Au Maroc, une grotte révèle l’alimentation très végétale des derniers chasseurs-cueilleurs d’Afrique du Nord – Telquel.ma – .

CONTRECette découverte permet de comprendre comment les groupes humains du Paléolithique se sont orientés vers l’agropastoralisme, au cours d’une longue période de transition encore mal connue.

Cela montre que “les nouveaux modes de vie apparus au Néolithique sont plus le résultat d’une connexion que d’une rupture», a déclaré à l’AFP Abdeljalil Bouzouggar, directeur de l’Institut national de l’archéologie et des sciences du patrimoine (Insap) de Rabat, co-auteur de l’ouvrage.

Il est généralement admis que les chasseurs-cueilleurs consommaient de grandes quantités de viande jusqu’à l’avènement de l’agriculture, et que ce n’est qu’à cette époque qu’ils commencèrent à exploiter les ressources végétales.», explique Zineb Moubtahij, auteur principal de l’étude publiée dans Écologie et évolution de la nature.

« L’un des plus anciens cimetières d’Afrique »

Mais l’analyse des sépultures préhistoriques au Maroc suggère un tout autre scénario pour les chasseurs-cueilleurs de la culture dite ibéromaurusienne, qui s’est développée dans l’actuel Maghreb entre 25 000 et 10 000 ans avant nos jours.

Il y a entre -15 000 et -13 000 ans, une de ces communautés occupait la Grotte aux Pigeons à Taforalt, au nord-est du Maroc. “L’un des plus anciens cimetières d’Afrique», précise Zineb Moubtahij, doctorante en archéologie au CNRS, qui a mené ses recherches à l’Institut Max Planck en Allemagne.

Commencées à la fin des années 1940, les fouilles de ce site de plusieurs niveaux archéologiques ont mis au jour «Des ornements de coquillages vieux de 82 000 ans, un des plus anciens crânes trépanés, le plus ancien ADN fossile d’Afrique…», énumère Abdeljalil Bouzouggar.

Et une sépulture contenant des restes humains, directement datée entre 15 077 et 13 892 ans avant nos jours. En 2014, l’étude de leurs dents révélait des traces de caries. “Une pathologie qui se développe avec une alimentation riche en glucides (contenus dans certaines plantes, ndlr), caractéristique des populations néolithiques.», souligne le professeur de Préhistoire.

La découverte éveille donc les soupçons des scientifiques car elle suppose un mode de vie similaire à celui des groupes agropastoraux sédentaires, dont les premières traces en Afrique du Nord ne sont apparues qu’environ 7 600 ans avant nos jours.

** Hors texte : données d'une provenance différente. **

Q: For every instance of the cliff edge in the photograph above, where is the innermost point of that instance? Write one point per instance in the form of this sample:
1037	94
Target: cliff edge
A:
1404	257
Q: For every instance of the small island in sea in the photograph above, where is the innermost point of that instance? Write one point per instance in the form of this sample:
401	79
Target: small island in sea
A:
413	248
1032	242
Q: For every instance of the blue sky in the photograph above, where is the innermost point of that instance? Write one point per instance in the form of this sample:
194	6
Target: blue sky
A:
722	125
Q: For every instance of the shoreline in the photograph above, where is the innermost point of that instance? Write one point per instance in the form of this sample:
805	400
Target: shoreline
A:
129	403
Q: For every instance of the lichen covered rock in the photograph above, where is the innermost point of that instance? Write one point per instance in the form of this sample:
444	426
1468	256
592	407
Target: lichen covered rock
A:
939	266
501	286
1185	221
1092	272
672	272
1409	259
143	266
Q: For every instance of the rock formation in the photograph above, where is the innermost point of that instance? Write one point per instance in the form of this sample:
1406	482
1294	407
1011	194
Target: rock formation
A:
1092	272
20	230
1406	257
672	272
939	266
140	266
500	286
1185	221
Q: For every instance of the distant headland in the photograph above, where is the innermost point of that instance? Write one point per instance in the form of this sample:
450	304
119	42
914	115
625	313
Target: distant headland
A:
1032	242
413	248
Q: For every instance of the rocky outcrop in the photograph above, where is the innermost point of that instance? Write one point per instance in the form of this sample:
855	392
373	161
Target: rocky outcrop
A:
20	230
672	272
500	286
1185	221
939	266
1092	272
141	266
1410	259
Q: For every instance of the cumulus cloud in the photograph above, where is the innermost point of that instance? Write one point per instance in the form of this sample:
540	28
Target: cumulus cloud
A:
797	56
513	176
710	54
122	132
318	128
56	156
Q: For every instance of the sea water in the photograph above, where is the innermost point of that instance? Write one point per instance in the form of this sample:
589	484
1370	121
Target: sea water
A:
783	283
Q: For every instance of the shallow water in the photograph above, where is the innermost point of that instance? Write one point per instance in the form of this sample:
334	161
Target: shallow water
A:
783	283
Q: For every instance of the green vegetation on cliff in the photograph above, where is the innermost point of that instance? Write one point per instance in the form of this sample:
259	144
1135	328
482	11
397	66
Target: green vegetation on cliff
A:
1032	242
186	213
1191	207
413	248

Pour savoir comment ils mangeaient, les chercheurs ont analysé les dents de sept individus grâce à une nouvelle méthode d’étude des isotopes, dont ceux du zinc, un métal obtenu à partir des aliments et enregistré dans l’émail dentaire. Cette technique permet «pour estimer la consommation de viande et de ressources végétales», précise Zineb Moubtahij. Ils ont ensuite fait des comparaisons avec des restes de canidés, exclusivement carnivores, retrouvés sur place.

Les résultats ont conclu que la communauté avait un régime alimentaire majoritairement à base de plantes. L’analyse des dents et des os des bébés a également révélé un sevrage des protéines animales avant l’âge d’un an, un âge particulièrement précoce pour les chasseurs-cueilleurs.

Leur alimentation se composait de haricots, de lentilles, de folle avoine et de glands de chêne, dont les restes calcinés avaient été identifiés dans la grotte — en moindre quantité que les os d’animaux, car ils se conservent moins bien. Des ressources végétales qu’ils cueillaient, puis cuisinaient. “Une fois cuits, les glands deviennent farineux et collent aux dents, ce qui peut provoquer des caries.», note Zineb Moubtahij.

Autre signe d’un nouveau mode de vie : la présence de traces d’alfa, une plante non comestible encore utilisée aujourd’hui pour fabriquer des paniers, évoquant le transport et le stockage des denrées alimentaires, ajoute le professeur Bouzouggar. Les scientifiques imaginent une population semi-sédentaire, occupant la Grotte aux Pigeons la plupart du temps, qui aurait transformé son alimentation pour s’adapter à un changement d’environnement.

L’étude avance l’hypothèse d’un appauvrissement de la faune locale, notamment du mouton de Barbarie qui était alors fortement exploité, ce qui aurait conduit à la consommation de végétaux, plus de 7000 ans avant la domestication des plantes et des animaux.

Un tel changement précoce de régime alimentaire avait déjà été identifié chez les chasseurs-cueilleurs natoufiens du Proche-Orient, là où commençait le Néolithique. Une population également proche génétiquement des Ibéromaurusiens.